Вернее, Вемала бы поверила в это, сославшись на то, что с её-то паническим страхом к близости с мужским полом Инеж ни за что бы не подпустила к себе мужчину настолько близко… если бы два года назад, будучи вместе с Мойо любезно приглашенной в Кеттердам, — и вечно гуляя по городу в сопровождении самых доверенных лиц и крепышей из Отбросов — не застала их в кабинете «Серебряной Шестёрки» устало развалившимися на диване, слишком тесном и маленьком для двоих и потому идеально подходившем, чтобы заснуть в обнимку. Пробормотав про себя победоносное «так и знала», Вемала тогда укрыла их только купленной в Малой Равке шерстяной шалью (которую Инеж сквозь сон мигом перетянула на себя).
То, что дальше они не зашли, сомнений не оставалось, как и в том, что Каз, ночуя в караване, вполне неплохо засыпал в одной постели со своей… подругой.
— В общем, — как будто за плотным слоем ткани раздался едва ли не отпрашивающийся голос Инеж, поочередно взглянувшей то на мать, то на отца, — если вы будете не против, то мы с Казом хотели бы прогуляться.
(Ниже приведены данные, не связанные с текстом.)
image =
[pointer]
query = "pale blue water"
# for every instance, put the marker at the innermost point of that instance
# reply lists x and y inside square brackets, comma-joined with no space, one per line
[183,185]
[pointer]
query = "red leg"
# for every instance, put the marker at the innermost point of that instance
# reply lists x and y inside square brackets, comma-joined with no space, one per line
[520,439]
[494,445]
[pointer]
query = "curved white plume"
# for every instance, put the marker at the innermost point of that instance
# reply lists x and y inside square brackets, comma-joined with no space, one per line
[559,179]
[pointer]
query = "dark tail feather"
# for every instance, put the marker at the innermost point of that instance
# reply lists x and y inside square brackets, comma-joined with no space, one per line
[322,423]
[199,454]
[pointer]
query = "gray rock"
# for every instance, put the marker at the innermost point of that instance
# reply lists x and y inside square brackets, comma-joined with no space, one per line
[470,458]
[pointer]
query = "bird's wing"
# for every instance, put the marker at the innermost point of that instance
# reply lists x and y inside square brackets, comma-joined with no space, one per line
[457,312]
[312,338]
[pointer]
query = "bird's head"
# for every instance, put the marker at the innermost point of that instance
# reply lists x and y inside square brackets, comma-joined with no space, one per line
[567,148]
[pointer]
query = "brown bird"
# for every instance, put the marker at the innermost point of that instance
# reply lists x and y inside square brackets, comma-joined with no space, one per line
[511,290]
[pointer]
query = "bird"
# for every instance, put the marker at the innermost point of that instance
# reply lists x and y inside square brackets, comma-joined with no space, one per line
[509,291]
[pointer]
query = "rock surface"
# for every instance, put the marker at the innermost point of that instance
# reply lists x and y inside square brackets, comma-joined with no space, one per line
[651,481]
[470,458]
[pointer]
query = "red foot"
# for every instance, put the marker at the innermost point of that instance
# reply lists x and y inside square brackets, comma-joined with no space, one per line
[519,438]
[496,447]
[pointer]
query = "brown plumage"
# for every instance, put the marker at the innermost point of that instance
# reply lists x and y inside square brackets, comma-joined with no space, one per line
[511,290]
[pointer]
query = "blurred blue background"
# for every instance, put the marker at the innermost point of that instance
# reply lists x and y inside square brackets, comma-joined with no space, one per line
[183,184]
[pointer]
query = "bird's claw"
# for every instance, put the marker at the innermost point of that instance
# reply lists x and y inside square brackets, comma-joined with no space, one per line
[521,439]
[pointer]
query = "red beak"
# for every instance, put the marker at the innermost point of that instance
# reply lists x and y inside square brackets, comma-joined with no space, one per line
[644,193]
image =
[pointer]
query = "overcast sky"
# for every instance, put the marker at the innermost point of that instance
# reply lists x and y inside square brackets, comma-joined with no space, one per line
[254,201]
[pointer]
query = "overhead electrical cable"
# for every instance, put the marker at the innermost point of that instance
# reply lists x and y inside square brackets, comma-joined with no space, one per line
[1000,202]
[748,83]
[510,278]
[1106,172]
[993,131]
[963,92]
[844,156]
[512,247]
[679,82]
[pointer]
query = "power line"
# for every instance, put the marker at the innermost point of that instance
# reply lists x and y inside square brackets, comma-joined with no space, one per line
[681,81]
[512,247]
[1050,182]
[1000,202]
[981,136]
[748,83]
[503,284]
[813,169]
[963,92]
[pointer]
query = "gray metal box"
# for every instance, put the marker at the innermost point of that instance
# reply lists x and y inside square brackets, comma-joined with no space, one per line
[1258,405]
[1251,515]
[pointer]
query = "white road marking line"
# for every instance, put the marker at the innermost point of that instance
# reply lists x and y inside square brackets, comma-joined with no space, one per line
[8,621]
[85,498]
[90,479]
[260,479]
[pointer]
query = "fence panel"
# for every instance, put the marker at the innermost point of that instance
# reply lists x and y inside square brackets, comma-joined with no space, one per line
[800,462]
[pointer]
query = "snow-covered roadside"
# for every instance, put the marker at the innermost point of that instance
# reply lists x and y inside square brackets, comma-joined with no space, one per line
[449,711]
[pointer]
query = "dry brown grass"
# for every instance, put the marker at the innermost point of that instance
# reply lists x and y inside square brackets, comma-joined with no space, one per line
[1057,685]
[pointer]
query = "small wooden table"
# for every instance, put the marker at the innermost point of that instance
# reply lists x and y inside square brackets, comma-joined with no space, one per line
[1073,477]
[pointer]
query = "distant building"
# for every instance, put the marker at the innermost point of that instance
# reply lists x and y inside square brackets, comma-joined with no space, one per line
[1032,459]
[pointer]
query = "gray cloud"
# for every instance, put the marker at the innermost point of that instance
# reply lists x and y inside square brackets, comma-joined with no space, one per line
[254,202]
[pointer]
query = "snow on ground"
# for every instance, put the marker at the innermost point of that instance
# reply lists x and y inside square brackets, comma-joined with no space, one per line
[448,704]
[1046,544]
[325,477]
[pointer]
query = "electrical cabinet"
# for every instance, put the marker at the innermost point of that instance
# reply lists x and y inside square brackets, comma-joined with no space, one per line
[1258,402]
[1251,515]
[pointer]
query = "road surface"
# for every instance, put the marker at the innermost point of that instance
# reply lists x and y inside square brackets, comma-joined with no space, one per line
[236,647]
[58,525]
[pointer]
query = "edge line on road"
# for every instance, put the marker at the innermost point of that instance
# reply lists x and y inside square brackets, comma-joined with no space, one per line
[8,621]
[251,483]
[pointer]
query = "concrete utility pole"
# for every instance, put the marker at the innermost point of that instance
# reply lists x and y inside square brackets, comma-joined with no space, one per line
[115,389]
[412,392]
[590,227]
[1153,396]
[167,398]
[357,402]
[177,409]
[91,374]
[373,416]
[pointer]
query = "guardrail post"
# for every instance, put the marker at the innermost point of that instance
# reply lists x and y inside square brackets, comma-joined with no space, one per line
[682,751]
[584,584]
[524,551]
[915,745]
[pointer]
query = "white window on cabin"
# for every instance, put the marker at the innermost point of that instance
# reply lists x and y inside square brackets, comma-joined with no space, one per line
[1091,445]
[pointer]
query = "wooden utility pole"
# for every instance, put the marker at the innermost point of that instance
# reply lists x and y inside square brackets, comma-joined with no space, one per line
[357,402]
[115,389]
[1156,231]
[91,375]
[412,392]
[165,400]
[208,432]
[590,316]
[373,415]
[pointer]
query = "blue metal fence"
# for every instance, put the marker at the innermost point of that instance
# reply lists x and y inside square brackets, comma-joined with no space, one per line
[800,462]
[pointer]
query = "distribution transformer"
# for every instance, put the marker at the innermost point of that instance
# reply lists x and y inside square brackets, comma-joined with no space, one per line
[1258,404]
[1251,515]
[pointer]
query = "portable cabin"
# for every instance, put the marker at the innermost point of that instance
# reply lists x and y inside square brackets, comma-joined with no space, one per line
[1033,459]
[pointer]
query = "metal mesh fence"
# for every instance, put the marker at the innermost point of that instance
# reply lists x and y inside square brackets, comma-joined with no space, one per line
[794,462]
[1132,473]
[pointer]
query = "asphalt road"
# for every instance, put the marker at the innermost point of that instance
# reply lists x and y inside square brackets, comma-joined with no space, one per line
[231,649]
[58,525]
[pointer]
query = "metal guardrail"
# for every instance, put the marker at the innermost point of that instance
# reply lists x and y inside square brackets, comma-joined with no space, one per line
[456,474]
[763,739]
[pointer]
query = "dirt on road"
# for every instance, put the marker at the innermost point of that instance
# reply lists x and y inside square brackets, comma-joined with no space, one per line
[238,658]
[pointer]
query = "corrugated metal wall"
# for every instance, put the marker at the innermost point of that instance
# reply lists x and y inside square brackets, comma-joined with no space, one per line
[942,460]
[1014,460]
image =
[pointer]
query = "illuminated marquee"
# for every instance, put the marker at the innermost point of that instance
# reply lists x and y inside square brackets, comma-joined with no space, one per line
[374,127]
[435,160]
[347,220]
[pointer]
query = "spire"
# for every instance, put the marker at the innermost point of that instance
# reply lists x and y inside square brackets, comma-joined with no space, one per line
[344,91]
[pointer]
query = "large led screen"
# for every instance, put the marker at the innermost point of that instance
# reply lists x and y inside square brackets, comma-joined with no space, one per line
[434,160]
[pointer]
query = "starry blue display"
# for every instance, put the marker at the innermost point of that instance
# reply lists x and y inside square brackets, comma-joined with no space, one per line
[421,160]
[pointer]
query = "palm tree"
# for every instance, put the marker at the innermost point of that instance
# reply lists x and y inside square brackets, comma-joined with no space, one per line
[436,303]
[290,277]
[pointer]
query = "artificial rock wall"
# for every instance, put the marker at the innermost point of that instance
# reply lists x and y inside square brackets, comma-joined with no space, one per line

— А? — лениво отозвался Каз, монотонно помешивая ложкой по донышку чашки. — Уже уходим? А безумных историй из твоего детства, чтобы я окончательно убедился, что ты святая только во сне, не будет?
— Мне снова нужна твоя новая фотография, на старой уже живого места от ножей не осталось, — шутливо проворчала Инеж, по-товарищески схватив нерадивого юношу под локоть.
— Опять? Это уже шестая, а ведь предыдущую ты получила, когда мы виделись в последний раз.
— Инеж была мыслями с тобой всё это время, — неожиданно подал голос Мойо, звучавший на редкость безучастно.
Вемала искоса воззрилась на него, на долю секунды заподозрив, что супруг её таки не настолько слеп, как ей могло показаться, а Инеж покосилась на предательски вступившего во вражеский лагерь отца, прежде чем окончательно утянуть что-то тараторившего Каза — «вот только что-то не с теми мыслями» — за собой.
Покачав головой, Мойо растянул губы в полуулыбке.
— Дети-дети, — воодушевленно протянул он, притянув к себе остывший чай.
«Эти дети меня однажды доведут!» — хотелось раздражённо воскликнуть Вемале, но вместо этого она неторопливо шагнула к окну, дабы высмотреть удаляющиеся силуэты Инеж и Каза.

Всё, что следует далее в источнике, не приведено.